BSM

Course description:

This is an introductory course to Deep Learning. We will cover both the theoretical aspects in the design of neural networks and the practical aspects of their training and evaluation. For the latter, we will use the PyTorch library, which will be introduced as we go. We will warm up by teaching a precursor model, logistic regression, simple image and text classification tasks. Then after a brief introduction to Reinforcement Learning, we shall study Multilayer Perceptrons, the simplest Deep Learning Architecture.
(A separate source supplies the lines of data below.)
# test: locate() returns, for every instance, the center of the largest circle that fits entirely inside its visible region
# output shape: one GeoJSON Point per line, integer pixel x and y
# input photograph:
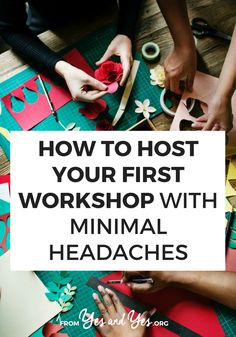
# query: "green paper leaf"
{"type": "Point", "coordinates": [52, 297]}
{"type": "Point", "coordinates": [66, 280]}
{"type": "Point", "coordinates": [56, 278]}
{"type": "Point", "coordinates": [52, 287]}
{"type": "Point", "coordinates": [232, 244]}
{"type": "Point", "coordinates": [65, 298]}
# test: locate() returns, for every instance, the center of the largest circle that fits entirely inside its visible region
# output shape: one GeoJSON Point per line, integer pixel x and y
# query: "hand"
{"type": "Point", "coordinates": [180, 65]}
{"type": "Point", "coordinates": [161, 280]}
{"type": "Point", "coordinates": [112, 312]}
{"type": "Point", "coordinates": [81, 86]}
{"type": "Point", "coordinates": [120, 46]}
{"type": "Point", "coordinates": [219, 116]}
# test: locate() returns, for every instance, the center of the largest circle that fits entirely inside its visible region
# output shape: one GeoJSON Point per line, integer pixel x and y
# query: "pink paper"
{"type": "Point", "coordinates": [204, 88]}
{"type": "Point", "coordinates": [188, 309]}
{"type": "Point", "coordinates": [51, 330]}
{"type": "Point", "coordinates": [5, 179]}
{"type": "Point", "coordinates": [34, 113]}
Afterwards, we shall introduce the general approach of Geometric Deep Learning and investigate various realizations of it such as Deep Sets, Convolutional Neural Networks and Transformers, the current architecture of choice for most Large Language Models. We will finish with student presentations on additional topics (see below).

Topics:

Basic Machine Learning: Linear regression and classification, dataset splits, metrics, losses, stochastic gradient descent.
Evaluation and hyperparameter tuning: Confidence intervals, ensemble methods, early stopping, grid search.
Handling Categorical and Sequential Data: Tokenization, Latent Semantic Analysis, embeddings.
Reinforcement Learning: Markov Decision Processes, Bellmann Equation, dynamic programming, Monte Carlo methods, Q-Learning.
Multilayer Perceptrons and Optimizers: Initialization, momentum, Adaptive Moment Estimation (Adam).
Deep Reinforcement Learning: Policy Gradient Theorem, REINFORCE, Deep Q-Network.
Introduction to Geometric Deep Learning: Symmetries, invariant and equivariant maps, deep sets, graph equivariant networks.
Convolutional Neural Networks: Convolution, batch and layer normalization, dropout, residual connections.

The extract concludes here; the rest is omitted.